US DATA: Existing Home Sales Weaken, Rising Inventories To Pressure Prices

Jul-23 14:40

Existing home sales fell more than expected in June, to 3.93M (seasonally-adjusted annualized rate), vs 4.00M expected and 4.04M in May (upwardly revised by 10k). That's a 9-month low, breaking an 8-month streak of sales above 4 million.

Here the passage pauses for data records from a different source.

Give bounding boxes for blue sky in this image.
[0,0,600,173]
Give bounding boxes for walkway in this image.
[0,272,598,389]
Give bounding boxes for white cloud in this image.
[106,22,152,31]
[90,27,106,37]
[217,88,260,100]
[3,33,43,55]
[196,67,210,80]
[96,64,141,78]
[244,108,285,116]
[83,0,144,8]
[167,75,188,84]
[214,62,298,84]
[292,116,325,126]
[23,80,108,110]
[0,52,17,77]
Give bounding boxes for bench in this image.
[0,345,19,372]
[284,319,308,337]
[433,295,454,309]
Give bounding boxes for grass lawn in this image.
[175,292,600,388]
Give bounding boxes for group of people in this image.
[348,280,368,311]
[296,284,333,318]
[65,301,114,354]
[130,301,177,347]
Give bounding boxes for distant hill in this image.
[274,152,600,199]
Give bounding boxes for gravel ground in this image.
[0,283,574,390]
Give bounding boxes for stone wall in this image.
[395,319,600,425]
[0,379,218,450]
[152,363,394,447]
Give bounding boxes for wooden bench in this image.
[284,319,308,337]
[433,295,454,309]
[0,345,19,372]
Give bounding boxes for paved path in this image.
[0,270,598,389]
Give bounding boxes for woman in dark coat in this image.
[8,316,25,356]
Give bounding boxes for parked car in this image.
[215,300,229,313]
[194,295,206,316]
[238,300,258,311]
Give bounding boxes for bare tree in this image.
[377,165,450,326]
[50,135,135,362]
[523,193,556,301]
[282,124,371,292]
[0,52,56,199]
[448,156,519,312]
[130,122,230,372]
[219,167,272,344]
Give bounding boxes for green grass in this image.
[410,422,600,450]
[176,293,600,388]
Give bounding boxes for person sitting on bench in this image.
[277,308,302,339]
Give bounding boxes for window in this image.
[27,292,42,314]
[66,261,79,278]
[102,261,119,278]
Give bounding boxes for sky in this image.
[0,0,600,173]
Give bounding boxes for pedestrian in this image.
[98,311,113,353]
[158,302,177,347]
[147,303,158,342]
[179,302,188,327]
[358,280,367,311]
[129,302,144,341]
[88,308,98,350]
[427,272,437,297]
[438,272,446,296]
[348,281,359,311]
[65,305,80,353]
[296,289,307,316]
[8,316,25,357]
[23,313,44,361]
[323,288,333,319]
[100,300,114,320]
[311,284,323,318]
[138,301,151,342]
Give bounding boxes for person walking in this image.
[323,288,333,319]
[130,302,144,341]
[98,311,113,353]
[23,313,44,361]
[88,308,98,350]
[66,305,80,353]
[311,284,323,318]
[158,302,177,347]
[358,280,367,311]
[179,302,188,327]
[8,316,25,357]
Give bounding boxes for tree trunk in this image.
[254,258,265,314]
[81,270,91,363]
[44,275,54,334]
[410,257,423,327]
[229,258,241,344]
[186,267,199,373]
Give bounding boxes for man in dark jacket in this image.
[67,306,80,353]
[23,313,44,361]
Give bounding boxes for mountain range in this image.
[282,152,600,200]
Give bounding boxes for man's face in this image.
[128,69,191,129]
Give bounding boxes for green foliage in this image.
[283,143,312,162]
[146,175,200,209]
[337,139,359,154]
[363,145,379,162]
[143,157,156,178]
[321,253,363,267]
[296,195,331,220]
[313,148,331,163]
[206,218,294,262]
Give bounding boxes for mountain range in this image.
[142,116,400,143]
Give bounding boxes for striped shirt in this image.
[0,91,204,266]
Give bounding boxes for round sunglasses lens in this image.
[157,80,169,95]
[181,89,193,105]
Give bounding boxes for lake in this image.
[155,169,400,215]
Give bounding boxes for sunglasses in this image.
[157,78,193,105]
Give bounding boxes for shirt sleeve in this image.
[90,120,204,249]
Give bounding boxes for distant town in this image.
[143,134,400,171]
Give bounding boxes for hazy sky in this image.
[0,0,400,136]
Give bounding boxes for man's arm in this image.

  • This is about 25% below the level of sales pre-pandemic (2019), and 40% below the level seen at the height of the pandemic frenzy in 2020-21. Sales dropped in 3 of four regions (sales in the West grew slightly), with all 4 below end-2024 levels.
  • The lack of activity hasn't dampened selling prices: median prices rose 2.0% Y/Y to an all-time high $435.3k (non-seasonally adjusted). While June tends to bring the highest prices of the year, the Y/Y change reflects continued price resilience.
  • Even so, the market is beginning to loosen in at least one regard: with inventory remaining above 1.5M (1.53M) and sales at 391k in June (non-seasonally adjusted), the implied number of months of supply rose to 4.7, the highest since 2016. A similar rise is being seen in new home inventories. Amid continued affordability issues with mortgage rates high, it's likely that downside pressures on prices will increase.
  • Against this backdrop, residential investment is likely to remain moribund through the rest of 2025.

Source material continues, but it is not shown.